Para los amantes de la naturaleza, siguiendo la ruta al norte, los manantiales y ríos, como el Banias, abren un nuevo paisaje: una hermosa muestra de la Alturas del Golán encajado a las faldas del Monte Hermón, que en el invierno se convierte en el destino predilecto para esquiar. A falta de trayecto directo desde Tel Aviv en bus, se puede optar por servicios privados que cuestan 200 shekels (poco más de 50 dólares) y que incluyen el viaje, la entrada y el equipo para esquiar.

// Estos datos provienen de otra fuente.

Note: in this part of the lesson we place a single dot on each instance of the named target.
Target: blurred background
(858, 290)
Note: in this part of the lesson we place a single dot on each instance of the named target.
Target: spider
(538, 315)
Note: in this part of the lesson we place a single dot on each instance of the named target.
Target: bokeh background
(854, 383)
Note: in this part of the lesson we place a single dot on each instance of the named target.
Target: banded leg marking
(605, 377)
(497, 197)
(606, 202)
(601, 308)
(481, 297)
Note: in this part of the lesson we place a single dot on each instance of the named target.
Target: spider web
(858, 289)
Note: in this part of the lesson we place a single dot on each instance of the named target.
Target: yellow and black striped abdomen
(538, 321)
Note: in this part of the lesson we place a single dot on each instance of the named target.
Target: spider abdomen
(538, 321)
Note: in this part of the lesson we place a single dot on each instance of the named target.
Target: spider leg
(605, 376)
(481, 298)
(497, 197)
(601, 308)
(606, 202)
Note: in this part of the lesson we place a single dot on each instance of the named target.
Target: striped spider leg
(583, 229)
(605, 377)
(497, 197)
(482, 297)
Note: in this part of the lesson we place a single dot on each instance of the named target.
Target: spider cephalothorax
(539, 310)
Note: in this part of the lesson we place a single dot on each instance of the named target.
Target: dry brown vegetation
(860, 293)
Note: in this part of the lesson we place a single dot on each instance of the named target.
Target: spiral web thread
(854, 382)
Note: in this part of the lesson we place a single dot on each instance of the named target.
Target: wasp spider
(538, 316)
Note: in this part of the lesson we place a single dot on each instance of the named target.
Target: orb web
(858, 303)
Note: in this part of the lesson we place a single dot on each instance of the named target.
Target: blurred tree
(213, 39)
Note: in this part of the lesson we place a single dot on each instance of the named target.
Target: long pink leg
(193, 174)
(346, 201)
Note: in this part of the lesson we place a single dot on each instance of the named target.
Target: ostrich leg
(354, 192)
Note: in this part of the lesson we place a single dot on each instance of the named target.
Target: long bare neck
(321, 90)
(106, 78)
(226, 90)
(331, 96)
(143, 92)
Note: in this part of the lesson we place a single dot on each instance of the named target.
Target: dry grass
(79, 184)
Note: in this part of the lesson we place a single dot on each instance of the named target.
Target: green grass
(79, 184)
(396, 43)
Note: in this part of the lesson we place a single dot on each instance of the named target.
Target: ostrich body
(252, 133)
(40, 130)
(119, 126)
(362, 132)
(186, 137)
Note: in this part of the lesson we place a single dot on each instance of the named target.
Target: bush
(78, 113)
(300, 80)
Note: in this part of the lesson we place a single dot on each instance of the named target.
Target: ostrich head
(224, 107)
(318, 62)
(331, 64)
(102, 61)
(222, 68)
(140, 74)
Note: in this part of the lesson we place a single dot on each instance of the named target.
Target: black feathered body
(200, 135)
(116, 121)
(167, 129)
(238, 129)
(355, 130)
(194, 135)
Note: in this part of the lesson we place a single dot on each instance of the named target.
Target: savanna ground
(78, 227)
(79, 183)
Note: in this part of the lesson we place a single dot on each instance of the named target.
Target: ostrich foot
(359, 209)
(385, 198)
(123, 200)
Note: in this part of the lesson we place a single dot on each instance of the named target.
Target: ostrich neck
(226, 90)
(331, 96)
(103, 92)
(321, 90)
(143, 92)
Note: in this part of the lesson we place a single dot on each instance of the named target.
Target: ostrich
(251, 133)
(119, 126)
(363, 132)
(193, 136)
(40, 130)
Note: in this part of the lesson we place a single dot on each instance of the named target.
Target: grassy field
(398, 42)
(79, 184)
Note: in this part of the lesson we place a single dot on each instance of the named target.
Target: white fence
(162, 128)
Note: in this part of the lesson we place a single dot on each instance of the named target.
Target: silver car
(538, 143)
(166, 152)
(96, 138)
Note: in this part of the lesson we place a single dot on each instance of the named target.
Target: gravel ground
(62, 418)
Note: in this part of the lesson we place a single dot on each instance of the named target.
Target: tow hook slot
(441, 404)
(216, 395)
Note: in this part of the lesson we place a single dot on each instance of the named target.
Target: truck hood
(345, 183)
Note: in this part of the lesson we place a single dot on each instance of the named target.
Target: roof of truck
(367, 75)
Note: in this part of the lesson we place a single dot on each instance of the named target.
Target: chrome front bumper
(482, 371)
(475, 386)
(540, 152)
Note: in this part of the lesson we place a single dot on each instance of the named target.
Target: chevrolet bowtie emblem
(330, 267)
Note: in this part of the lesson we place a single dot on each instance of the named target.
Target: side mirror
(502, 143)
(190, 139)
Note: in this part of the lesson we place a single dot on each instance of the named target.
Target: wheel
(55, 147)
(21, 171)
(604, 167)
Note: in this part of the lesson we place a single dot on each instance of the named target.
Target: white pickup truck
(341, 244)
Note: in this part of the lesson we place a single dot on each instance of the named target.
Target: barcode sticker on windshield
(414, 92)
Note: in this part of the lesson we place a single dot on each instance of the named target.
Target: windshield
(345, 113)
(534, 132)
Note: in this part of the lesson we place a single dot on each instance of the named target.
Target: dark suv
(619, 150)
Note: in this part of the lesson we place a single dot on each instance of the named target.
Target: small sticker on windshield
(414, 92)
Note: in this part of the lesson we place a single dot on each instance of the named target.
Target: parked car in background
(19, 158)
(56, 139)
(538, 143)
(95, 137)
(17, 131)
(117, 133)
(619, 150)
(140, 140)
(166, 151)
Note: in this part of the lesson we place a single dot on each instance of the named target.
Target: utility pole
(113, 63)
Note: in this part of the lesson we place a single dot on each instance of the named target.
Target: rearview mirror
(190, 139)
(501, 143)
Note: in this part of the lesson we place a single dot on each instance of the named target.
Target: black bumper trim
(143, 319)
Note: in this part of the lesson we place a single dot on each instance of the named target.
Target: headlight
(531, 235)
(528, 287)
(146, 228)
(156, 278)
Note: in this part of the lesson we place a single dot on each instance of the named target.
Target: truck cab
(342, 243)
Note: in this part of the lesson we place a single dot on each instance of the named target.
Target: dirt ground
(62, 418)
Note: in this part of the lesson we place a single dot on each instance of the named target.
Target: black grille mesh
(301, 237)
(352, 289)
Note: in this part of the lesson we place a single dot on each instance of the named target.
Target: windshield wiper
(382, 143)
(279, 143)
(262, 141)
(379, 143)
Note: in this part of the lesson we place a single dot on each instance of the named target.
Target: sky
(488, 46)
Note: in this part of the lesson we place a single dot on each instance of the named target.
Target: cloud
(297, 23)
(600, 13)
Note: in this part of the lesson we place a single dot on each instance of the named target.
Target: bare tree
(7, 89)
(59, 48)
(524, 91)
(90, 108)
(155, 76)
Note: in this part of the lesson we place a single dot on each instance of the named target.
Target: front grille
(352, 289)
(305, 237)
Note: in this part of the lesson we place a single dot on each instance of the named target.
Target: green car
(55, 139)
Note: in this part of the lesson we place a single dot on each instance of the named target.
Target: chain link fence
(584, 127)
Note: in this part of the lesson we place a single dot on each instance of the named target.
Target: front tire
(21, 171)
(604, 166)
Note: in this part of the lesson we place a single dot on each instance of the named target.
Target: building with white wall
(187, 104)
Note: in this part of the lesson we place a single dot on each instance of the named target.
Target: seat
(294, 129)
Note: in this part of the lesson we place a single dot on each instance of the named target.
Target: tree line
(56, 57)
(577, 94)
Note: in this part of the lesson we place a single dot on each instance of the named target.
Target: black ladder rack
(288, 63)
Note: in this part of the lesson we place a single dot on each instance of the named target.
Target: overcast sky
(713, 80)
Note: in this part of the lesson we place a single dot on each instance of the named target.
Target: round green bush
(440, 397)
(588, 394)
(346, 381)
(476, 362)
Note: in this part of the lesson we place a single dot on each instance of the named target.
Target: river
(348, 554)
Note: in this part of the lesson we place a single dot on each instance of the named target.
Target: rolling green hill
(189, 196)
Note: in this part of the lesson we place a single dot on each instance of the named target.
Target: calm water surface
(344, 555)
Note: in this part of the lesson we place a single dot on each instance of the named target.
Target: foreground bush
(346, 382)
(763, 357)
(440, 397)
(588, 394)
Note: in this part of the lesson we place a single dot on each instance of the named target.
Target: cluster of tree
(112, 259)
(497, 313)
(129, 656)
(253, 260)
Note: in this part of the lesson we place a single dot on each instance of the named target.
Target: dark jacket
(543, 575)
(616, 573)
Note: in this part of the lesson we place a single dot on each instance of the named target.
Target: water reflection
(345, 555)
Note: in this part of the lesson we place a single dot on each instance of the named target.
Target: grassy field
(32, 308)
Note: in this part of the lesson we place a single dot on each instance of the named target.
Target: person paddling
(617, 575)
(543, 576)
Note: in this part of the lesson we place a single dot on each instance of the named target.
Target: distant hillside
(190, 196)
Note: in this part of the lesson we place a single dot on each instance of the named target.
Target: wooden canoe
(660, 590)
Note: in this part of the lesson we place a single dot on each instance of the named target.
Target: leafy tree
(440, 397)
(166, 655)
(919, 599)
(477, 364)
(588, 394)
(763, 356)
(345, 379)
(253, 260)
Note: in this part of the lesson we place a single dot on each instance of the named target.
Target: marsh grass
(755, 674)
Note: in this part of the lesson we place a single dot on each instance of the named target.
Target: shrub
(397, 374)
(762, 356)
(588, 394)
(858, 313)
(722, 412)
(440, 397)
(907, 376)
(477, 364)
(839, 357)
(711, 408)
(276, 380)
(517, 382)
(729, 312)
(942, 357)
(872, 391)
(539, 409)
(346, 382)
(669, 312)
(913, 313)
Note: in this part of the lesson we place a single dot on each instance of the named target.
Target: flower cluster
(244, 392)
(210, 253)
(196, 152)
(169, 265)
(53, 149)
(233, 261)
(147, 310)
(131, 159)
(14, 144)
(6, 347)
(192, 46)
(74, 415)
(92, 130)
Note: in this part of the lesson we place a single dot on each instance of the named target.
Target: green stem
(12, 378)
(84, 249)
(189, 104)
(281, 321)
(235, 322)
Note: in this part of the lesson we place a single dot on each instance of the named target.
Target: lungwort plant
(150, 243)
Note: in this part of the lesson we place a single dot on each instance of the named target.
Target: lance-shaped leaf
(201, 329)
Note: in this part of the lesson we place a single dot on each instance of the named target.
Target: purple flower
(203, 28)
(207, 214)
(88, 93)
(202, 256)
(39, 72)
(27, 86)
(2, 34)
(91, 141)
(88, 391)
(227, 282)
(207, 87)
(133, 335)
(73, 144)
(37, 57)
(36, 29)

Un lugar que también causará gran impresión son los jardines Bahai, los cuales rodean la mansión del profeta Bahá’u’lláh, fundador del bahaísmo y quien vivió allí los últimos años de su vida. Es un lugar único, lleno de colores y formas particulares, que despierta una sensación de paz y conexión con la naturaleza. Lo bueno, además de su impresionante belleza, es que la entrada es gratuita.
La rumba hay que vivirla en Tel Aviv o reservarla para las famosas fiestas trance en algún lugar entre los bosques. Se llega a ellas de boca en boca y duran hasta tres y cuatro días. Y si al final del viaje se queda sin plata, puede trabajar de mesero en Eilat, la ciudad más meridional del país, para costearse el paso a las playas del Sinaí, a Egipto o a Petra, en Jordania. Vale la pena hacer el esfuerzo.
Si todavía lo duda, piense qué puede ser más divertido que un paseo en camello, pasar la noche en una carpa beduina y ver el atardecer en la fortaleza de Masada o en el Desierto de Judea. Además, se sorprenderá con el trato de los israelíes: son dulces, respetuosos y les encantan los mochileros.